Samsung Galaxy A54 Gaming Performance: WHAT THE HECK IS GOING ON?


Disclaimer: If you work at Samsung Developer Relationships and want to ping me, send me an email to info@yosoygames.com.ar

So I bought a new Samsung Galaxy A54 (SM – A546E). On paper it was similar to the one I had (a Xiaomi POCO F2 Pro). I later learnt it’s quite a downgrade in practice.

But for regular every day use (Twitter, Browsing, Youtube) it is not much different (as long as it feels near-instantanous it gets my approval) and the 120hz screen is an upgrade. The speakers actually sound great. I’ve never heard a phone sound this good (and I’ve tested MANY phones).

And one reason I bought it was that, just like the POCO F2 Pro, both phones are HMP (Heterogenous Multi-Processing aka big.LITTLE)

But one thing that stood was: Its poor gaming performance.

The first thing I tried was testing our game. Given that it can run on something as low as a Redmi 4X w/ Adreno 505 at 50 fps (Graphics on lowest), I was apalled to see our game ran as low as 20 fps when the finger was off, and 110 fps when the finger was on.

Given that the Redmi 4X has a Geekbench Score of SC 201 / MC 879 it should obviously run at full speed on a phone with a Geekbench of SC 1009 / MC 2842.

Multithreaded Game Engine

Our game engine is custom made, based on OgreNext. We proud ourselves that it uses all available cores.

That is how we managed to get 50 fps on the Redmi 4X, a framerate that we can’t reach with just one or two cores. We use all 8 cores that phone has to offer and have room to spare (it’s GPU bound now) thus thermals aren’t an issue; and we make sure to sleep a lot when we can.

On the A54 we are spawning 8 threads and assuming they all perform equally, which is a wrong and bad assumption. However given the POCO F2 Pro’s performance (which is also HMP) I didn’t think it would make a difference. Note: We actually spawn more than 8 threads, however these are all doing menial tasks and some of them aren’t even ours (e.g. driver/Android threads). The big work is concentrated on those 8 threads.

If I only spawn 2 threads (+ the menial threads), the game runs at the best performance so far.

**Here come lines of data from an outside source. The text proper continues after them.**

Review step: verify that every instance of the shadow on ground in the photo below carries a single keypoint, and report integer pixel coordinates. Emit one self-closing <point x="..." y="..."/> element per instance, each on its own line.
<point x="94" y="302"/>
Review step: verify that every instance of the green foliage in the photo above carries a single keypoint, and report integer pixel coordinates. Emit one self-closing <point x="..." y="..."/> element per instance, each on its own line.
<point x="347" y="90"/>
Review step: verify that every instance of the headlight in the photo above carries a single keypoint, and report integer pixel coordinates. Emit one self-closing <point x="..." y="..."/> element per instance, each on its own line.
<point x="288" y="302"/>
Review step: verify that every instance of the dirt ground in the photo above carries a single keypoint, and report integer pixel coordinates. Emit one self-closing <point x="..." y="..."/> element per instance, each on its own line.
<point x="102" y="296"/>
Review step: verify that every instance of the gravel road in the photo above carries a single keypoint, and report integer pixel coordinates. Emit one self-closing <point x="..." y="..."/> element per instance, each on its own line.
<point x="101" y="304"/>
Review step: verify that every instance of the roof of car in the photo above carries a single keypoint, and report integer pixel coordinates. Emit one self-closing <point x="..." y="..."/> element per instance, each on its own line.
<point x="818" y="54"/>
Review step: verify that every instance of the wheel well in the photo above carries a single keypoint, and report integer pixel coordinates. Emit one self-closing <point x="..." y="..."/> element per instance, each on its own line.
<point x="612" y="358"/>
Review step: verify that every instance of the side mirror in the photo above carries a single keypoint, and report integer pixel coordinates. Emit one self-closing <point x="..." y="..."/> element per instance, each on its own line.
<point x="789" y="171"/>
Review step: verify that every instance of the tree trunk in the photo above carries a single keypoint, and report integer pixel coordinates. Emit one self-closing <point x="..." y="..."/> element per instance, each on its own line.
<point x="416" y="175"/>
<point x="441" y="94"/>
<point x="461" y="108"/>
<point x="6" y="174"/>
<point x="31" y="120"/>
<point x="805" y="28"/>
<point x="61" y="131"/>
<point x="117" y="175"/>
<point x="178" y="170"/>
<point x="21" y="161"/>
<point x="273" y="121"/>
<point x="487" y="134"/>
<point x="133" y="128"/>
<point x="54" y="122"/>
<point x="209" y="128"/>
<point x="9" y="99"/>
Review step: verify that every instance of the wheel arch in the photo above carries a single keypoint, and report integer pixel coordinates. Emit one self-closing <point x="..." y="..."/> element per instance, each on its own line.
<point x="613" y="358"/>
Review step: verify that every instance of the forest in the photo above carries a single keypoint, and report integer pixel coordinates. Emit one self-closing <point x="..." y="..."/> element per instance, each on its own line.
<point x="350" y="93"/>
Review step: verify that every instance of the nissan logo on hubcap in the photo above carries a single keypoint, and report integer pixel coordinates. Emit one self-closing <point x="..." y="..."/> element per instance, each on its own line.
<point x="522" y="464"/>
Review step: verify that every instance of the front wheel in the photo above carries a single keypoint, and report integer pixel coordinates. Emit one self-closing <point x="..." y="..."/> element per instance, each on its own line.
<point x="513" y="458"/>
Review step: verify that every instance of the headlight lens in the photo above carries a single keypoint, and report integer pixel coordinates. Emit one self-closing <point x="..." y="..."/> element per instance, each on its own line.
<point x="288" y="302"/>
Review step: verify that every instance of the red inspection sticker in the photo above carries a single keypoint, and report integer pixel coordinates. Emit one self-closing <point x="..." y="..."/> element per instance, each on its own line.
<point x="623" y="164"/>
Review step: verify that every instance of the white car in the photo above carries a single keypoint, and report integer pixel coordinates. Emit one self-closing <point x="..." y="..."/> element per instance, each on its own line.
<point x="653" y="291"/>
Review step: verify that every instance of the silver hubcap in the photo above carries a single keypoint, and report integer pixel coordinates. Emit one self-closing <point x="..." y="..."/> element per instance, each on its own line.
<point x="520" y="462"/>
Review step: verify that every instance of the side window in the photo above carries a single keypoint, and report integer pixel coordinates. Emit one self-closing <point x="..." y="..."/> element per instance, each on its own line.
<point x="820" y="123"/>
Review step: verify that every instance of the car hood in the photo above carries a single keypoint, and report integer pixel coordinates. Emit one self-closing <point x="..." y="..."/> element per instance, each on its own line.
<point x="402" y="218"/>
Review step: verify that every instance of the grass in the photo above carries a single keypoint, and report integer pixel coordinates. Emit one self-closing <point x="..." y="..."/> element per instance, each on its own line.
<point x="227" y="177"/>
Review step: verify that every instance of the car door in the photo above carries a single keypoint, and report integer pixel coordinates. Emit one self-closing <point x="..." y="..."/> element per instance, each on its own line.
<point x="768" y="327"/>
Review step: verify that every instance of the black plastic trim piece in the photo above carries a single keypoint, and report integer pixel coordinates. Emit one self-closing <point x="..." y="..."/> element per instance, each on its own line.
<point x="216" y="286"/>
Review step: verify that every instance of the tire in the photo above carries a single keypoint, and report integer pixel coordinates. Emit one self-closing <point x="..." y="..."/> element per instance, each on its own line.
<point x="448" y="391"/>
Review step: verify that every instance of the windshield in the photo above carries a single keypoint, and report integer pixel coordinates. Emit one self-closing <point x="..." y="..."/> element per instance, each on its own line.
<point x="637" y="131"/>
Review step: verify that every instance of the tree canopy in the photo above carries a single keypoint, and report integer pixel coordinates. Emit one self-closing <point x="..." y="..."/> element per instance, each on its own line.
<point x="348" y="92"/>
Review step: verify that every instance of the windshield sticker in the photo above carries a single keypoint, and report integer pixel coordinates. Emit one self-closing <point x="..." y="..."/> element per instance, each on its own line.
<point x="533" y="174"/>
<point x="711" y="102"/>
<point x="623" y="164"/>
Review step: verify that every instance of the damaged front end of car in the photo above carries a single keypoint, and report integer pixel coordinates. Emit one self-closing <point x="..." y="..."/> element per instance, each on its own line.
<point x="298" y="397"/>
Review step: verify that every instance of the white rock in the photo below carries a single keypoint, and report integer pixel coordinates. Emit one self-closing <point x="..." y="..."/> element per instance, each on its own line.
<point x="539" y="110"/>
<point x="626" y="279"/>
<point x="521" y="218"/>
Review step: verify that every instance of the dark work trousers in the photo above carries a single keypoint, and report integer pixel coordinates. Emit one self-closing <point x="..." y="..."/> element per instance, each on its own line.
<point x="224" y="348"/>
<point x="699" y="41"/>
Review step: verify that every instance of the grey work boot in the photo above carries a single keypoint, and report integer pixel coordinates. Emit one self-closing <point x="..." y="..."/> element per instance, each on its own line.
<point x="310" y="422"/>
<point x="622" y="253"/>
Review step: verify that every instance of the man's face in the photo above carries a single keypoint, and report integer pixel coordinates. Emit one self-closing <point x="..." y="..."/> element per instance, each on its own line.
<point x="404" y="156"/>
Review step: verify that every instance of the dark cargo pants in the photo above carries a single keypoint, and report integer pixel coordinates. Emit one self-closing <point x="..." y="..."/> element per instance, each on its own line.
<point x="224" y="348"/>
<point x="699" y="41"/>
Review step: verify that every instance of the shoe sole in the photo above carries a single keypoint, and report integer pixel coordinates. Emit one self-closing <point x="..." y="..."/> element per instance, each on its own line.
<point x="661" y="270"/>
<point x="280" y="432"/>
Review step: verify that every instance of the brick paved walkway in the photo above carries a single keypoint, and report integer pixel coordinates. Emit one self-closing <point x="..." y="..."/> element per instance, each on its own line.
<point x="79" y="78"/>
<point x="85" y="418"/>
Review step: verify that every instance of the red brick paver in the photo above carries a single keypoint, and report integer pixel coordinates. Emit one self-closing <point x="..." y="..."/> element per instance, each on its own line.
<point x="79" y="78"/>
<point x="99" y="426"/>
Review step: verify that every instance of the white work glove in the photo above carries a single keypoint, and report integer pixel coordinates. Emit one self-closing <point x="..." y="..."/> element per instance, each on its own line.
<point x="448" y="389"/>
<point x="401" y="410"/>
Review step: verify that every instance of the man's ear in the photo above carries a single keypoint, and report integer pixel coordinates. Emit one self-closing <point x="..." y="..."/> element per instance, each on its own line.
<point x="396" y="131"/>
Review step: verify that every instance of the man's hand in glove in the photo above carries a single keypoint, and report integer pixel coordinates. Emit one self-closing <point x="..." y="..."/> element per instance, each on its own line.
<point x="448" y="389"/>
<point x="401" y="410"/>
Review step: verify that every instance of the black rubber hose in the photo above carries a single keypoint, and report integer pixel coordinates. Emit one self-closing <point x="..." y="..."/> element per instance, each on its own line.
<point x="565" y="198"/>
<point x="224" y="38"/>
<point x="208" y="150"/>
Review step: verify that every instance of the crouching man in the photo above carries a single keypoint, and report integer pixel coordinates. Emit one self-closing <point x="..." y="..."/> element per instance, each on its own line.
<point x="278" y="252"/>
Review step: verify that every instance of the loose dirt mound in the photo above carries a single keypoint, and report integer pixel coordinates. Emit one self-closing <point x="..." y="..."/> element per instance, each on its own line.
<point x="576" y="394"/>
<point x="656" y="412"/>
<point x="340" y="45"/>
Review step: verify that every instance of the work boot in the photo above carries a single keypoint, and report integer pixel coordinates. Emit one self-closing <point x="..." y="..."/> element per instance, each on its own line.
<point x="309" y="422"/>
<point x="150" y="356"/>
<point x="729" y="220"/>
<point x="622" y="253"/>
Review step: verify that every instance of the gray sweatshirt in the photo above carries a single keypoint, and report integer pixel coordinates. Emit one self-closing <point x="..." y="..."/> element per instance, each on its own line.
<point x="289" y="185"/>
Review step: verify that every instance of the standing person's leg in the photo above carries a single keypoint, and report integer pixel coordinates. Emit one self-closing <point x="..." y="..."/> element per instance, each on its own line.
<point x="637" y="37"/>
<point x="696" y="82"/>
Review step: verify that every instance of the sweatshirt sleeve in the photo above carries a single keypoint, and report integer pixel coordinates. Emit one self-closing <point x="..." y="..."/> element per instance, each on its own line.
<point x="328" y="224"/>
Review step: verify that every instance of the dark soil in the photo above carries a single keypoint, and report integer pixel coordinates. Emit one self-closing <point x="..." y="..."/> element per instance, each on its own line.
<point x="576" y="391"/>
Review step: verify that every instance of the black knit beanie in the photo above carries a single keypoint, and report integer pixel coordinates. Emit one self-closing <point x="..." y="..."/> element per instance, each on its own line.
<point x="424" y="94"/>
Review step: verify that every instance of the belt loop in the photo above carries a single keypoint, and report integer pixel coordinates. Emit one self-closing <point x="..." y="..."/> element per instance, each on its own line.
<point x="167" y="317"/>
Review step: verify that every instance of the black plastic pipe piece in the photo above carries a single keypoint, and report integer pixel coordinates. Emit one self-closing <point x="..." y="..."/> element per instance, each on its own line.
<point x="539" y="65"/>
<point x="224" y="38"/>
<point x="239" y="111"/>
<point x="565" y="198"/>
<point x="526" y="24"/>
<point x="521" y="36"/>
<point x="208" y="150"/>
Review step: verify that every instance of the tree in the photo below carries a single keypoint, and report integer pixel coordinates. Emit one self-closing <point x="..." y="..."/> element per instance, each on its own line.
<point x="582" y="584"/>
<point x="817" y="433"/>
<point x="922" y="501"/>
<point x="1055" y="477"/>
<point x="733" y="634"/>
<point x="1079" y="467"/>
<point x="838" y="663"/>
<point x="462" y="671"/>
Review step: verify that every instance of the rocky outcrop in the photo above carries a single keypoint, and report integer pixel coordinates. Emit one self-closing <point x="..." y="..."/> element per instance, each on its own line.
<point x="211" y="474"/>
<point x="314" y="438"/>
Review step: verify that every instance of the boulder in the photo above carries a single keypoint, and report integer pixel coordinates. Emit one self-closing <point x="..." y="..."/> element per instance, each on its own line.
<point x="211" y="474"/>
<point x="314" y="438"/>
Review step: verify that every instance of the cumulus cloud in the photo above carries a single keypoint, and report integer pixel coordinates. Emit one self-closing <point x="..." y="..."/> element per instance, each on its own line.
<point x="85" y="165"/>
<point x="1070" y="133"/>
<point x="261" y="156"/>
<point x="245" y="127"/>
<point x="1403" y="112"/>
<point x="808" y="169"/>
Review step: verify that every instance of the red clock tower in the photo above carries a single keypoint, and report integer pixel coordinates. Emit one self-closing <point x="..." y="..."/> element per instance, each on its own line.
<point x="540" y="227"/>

But even then, the performance is very noisy. Sometimes I launch the game and I get 120 fps; I close the app, launch it again and I get 82 fps. And if I leave the game open long enough I will see all sort of framerates throughout its lifetime. However this is harder to troubleshoot possibly due to thermals. But what I’m talking is about the first 10-20 seconds since launch. Thermals aren’t the problem.

However what I found has no other explanation other than a terribly broken thread scheduler at the kernel level.

I don’t know if this is the stock Linux scheduler, or if Samsung has tweaked it, but I strongly suspect the latter. According to CPU-Z, it’s using the energy_aware governor.

It’s not thermals

This problem happens on a cool (30°C) phone as soon as I start the game. I’m evaluating the first 10-20 seconds of the game.

The Problem Persists with Game Booster “Labs”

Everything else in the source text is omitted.